The global promotional products industry is doing well, despite an unstable international economic climate. It is said to be growing — according to Econo Times — and other industry experts are seeing this upward trend continuing until at least 2024.

"The reasons for this are varied, but most likely lie in the fact that marketing, specifically in a competitive economy, is a key business priority and branded promotional products are a simple, cost-effective way to keep brands top of mind," says Nick Sarnadas, event director at Specialised Exhibitions Montgomery.

"Through promotional products, advertising and marketing messaging life cycles can be greatly extended to long after initial exposure," adds Sarnadas. "Statistics vary per country but, on average, around 80% of recipients will remember the advertiser after receiving a promotional gift item and approximately 45% of those keeping the product for at least 12 months." 

Does this positive market growth extend to South Africa where, according to Statistics South Africa, we have just narrowly dodged a recession?

South African resellers weigh in

Rainer Schulz of Thistle Promotions says that, without supporting research on the South African promo product market, it is difficult to make a definitive statement on how the sector has fared recently.

"Over the past year, we've seen contrasting variances in the South African promotional goods sector — some companies have drastically cut spending, forgoing marketing investment in lieu of channelling funds into staff retention.

He says that others, however, have started spending on promotional goods for the very first time in an attempt to grow brand awareness and market share by channelling funds into new areas.

This sentiment is corroborated by another local promotional products reseller David Kraukamp of Promo One, who says that it has been a fairly tough year for the market, much like most other sectors in South Africa currently.

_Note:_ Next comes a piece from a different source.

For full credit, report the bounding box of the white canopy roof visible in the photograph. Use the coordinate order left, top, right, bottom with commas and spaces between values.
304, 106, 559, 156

"Unfortunately, many businesses are redirecting marketing spend, as it's often the easiest place to cut budget," says Kraukamp. "However, there is clearly still value in corporate gifts and promo items — particularly as we head into the festive season — as companies, in general, do still want to provide some sort of item to their customers, even if it is at a lower price point." 

"The Promotional Products Association International released 2018 global industry research, which shows interesting results," says Sarnadas, "especially when it comes to the five 'Rs' of promotional products, namely reach, reaction, recall, resonance and repeated exposure."
  • Reach — 89% of consumers have received a promotional product in the last six months.
  • Reaction — 79% of these actually researched the brand and 83% said that they would be more likely to do business with the brand after receipt of the item.
  • Recall — 90% of respondents recall the branding, 80% recall the message and 70% recall the call to action.
  • Resonance — 82% recorded a more favourable impression of the brand after receiving a promotional product.
  • Repeated exposure — 81% said that they keep their product for more than a year.
"These figures reinforce the fact that even in a difficult environment — with budgets [that] are tighter than ever and increased pressure to prove value for marketing spend — branded merchandise can be a powerful tool," says Sarnadas.

Where does local demand lie?

Schulz says that demand in South Africa has grown for practical products with specific everyday use — such as notebooks, caps, and shopping bags (particularly with the growing awareness around eradicating the single-use plastic bag). 

Schulz also says that drinkware is currently very popular but the technology side, which saw a boom several years ago (with power banks being especially popular), is on the wane. Kraukamp agrees and says that companies are taking more of an old-school approach again, looking for products that will stay within eye-line, like desktop items and wall clocks.

"Environmentally friendly gifts are on the upward trajectory, as businesses are becoming more aware of being socially and environmentally conscious, with a focus on the likes of reusable water bottles — glass or aluminium and even BPA free plastic," Kraukamp adds.

"The benefits inherent to promotional products are obvious and they remain an important part of holistic marketing campaigns," Sarnadas says. "This is a fast-paced sector, with thousands of options available and a fairly complex value chain for the local reseller," 

"It is for these reasons that Specialised Exhibitions Montgomery has introduced The Promo Product Expo with a view to support the start-to-finish reselling experience, from sourcing right through to customer delivery," he says.

The expo will comprise each touchpoint within the promotional product reseller's supplier network, including:
  • branding experts
  • designers
  • financial providers
  • industry-specific networking organisations
  • logistics providers
  • marketing pros
  • packaging and printing specialists,
  • promotional goods and apparel manufacturers and suppliers 
  • technology vendors and distributors
  • wholesalers
"The Promo Product Expo 2020 will offer resellers direct access to a variety of suppliers that serve this industry, providing an opportunity to see, feel and touch current product offerings — as well as new solutions that are coming down the line — while encouraging and enabling the opportunity for visitors to meet the humans that make the magic happen for businesses who believe in branding in South Africa," concludes Sarnadas.

The Promo Product Expo will run from Tuesday, 21 July 2020 to Wednesday, 22 July 2020 at the Sandton Convention Centre in Johannesburg.